2. Although you want the best and most effective anti-virus software, the criminals who are carrying out these attacks are constantly mutating and developing their viruses. No matter how good your software there is no guarantee it will pick up on everything so make sure you train your staff on recognizing suspicious emails.
3. If you have a major IT issue, where you need specialist help to resolve it, do you know where to find help? With the clock ticking, you don’t want to be scrabbling about trying to find a company who will come to your aid. Identify a suitable company early, build a relationship with them, spend some money with them and then when you call in times of emergency they will give you immediate assistance.
4. Do not underestimate how time-consuming it is to sort out one of these issues. Computers have to be disinfected, calls have to be made, back-up restored and lost files have to be recreated. This can take days to sort out, all of which are non-productive days. Prevention is better the time taken in implement the cure.

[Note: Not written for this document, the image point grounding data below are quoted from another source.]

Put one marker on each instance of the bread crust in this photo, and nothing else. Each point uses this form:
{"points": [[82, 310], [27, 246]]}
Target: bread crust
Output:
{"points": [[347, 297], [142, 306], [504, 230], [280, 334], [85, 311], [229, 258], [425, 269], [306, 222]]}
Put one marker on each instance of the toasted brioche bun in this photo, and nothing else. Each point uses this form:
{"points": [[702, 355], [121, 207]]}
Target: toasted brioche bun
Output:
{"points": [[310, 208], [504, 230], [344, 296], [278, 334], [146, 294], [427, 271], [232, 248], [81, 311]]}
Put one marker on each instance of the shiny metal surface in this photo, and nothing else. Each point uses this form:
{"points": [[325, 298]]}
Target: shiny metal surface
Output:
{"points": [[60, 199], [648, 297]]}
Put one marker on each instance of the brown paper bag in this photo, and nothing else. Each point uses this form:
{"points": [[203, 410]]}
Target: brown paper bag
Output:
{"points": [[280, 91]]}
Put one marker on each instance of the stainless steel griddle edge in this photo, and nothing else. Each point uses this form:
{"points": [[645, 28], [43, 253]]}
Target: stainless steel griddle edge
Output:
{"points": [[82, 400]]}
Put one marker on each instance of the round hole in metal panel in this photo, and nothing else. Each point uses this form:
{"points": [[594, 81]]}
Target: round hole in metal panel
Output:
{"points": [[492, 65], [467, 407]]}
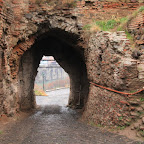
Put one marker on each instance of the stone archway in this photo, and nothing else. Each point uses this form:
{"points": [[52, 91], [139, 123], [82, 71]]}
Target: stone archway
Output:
{"points": [[70, 57]]}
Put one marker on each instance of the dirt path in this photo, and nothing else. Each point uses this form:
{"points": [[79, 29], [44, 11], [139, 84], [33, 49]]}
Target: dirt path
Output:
{"points": [[57, 124]]}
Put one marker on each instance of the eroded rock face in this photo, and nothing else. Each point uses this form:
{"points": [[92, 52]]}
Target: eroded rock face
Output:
{"points": [[105, 58]]}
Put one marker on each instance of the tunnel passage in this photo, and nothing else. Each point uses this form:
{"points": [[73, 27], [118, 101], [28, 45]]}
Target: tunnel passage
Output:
{"points": [[70, 58]]}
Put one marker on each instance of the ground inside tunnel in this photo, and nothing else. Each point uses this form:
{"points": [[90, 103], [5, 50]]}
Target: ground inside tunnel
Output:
{"points": [[69, 58]]}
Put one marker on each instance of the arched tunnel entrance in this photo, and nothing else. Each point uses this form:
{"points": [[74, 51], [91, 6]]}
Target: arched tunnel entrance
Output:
{"points": [[69, 57]]}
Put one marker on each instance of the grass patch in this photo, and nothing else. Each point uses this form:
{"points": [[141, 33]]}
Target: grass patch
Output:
{"points": [[120, 118], [121, 127], [141, 99], [141, 9]]}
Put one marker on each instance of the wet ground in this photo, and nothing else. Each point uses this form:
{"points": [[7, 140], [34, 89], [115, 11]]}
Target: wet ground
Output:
{"points": [[54, 123]]}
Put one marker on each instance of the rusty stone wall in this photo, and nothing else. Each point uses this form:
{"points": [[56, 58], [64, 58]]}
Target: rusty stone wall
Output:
{"points": [[107, 57], [110, 64]]}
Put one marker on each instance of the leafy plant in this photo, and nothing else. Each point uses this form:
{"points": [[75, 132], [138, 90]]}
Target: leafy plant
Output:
{"points": [[141, 99], [120, 118], [141, 9], [121, 127]]}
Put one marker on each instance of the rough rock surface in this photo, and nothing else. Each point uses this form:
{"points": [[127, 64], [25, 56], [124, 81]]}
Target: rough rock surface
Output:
{"points": [[28, 33]]}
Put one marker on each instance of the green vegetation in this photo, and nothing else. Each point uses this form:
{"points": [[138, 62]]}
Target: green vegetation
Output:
{"points": [[120, 118], [141, 99], [121, 127], [67, 3], [107, 25]]}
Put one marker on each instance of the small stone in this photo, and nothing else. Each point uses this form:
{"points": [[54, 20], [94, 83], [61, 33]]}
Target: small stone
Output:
{"points": [[136, 125]]}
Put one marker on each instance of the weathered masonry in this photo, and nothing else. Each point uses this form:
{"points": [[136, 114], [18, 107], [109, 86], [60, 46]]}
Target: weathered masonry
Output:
{"points": [[104, 58]]}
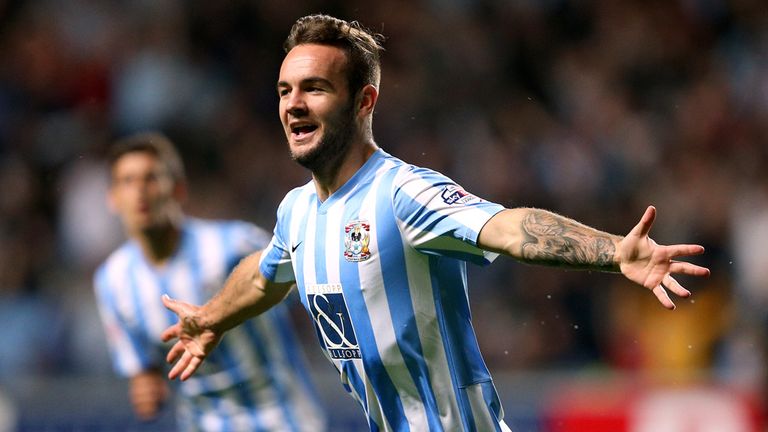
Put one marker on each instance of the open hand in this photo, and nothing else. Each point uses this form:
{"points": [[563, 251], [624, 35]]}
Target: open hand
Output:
{"points": [[651, 265], [194, 343]]}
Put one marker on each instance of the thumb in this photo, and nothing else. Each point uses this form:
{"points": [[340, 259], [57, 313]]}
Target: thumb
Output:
{"points": [[646, 222], [171, 304]]}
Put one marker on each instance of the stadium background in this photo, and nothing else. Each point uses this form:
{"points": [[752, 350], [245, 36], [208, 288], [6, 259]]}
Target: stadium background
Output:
{"points": [[593, 109]]}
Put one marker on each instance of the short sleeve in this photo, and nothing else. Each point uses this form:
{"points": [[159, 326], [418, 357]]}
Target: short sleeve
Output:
{"points": [[437, 216]]}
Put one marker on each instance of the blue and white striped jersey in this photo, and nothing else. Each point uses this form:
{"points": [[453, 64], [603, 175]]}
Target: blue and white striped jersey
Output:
{"points": [[381, 268], [255, 380]]}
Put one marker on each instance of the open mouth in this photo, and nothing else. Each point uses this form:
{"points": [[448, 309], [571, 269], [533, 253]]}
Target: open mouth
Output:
{"points": [[302, 131]]}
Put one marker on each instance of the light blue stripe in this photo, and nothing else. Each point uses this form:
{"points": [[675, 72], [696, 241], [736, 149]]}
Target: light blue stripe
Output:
{"points": [[193, 248], [321, 270], [109, 302], [401, 304], [138, 336], [383, 386], [492, 402], [259, 342], [449, 280]]}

5. There is an added dimension if you share files with a partner then you may have to tell them about the ‘infection’, which can be embarrassing. As more and more collaborative working is taking place then more organisations are sharing files using tools such as Dropbox or Google documents. I shared a Dropbox folder with this company and so all the shared files on my laptop were encrypted. This suddenly gave me the fear that the virus had encrypted all my company files. Luckily they hadn’t. Although it was a quite simple job to identify the locked files and roll back the Dropbox to the pre-encrypted versions, this still took me 2-3 hours. More important is that if you have to tell a key customer that you have infected their files this can be greatly embarrassing and it could affect your relationship with them or give them an excuse to stop working with you. It makes you look unprofessional.
6. Lastly, there is the importance of back-ups. If your files are backed-up then recovery from the virus is simple. You have to think through how you carry out your back-ups. The virus will try and encrypt windows shadow volume copies so you can’t just roll your computer back to before the infection took place. If you back up to a drive which is connected to the laptop or desktop that is infected, then the back-up will also be infected and be of no use. If you back-up off-site every week you could lose a week’s worth of data!
If all else fails you can pay the money, as long as you can work out how to pay in Bitcoins or MoneyPak vouchers, but there is no guarantee that this will work. The link between your computer and the extortionist’s computer can be lost, so how do you find the people to pay the money? They have been known to have their own IT problems and may have lost your key.
For all those who work in large corporations, you may be feeling quite smug. Maybe your company doesn’t get spam and has armies of IT people protecting the organisation. Just think, at this moment, your partner or children could be on your home computer about to open a spam email. Do you have all your home files and photographs suitably backed up?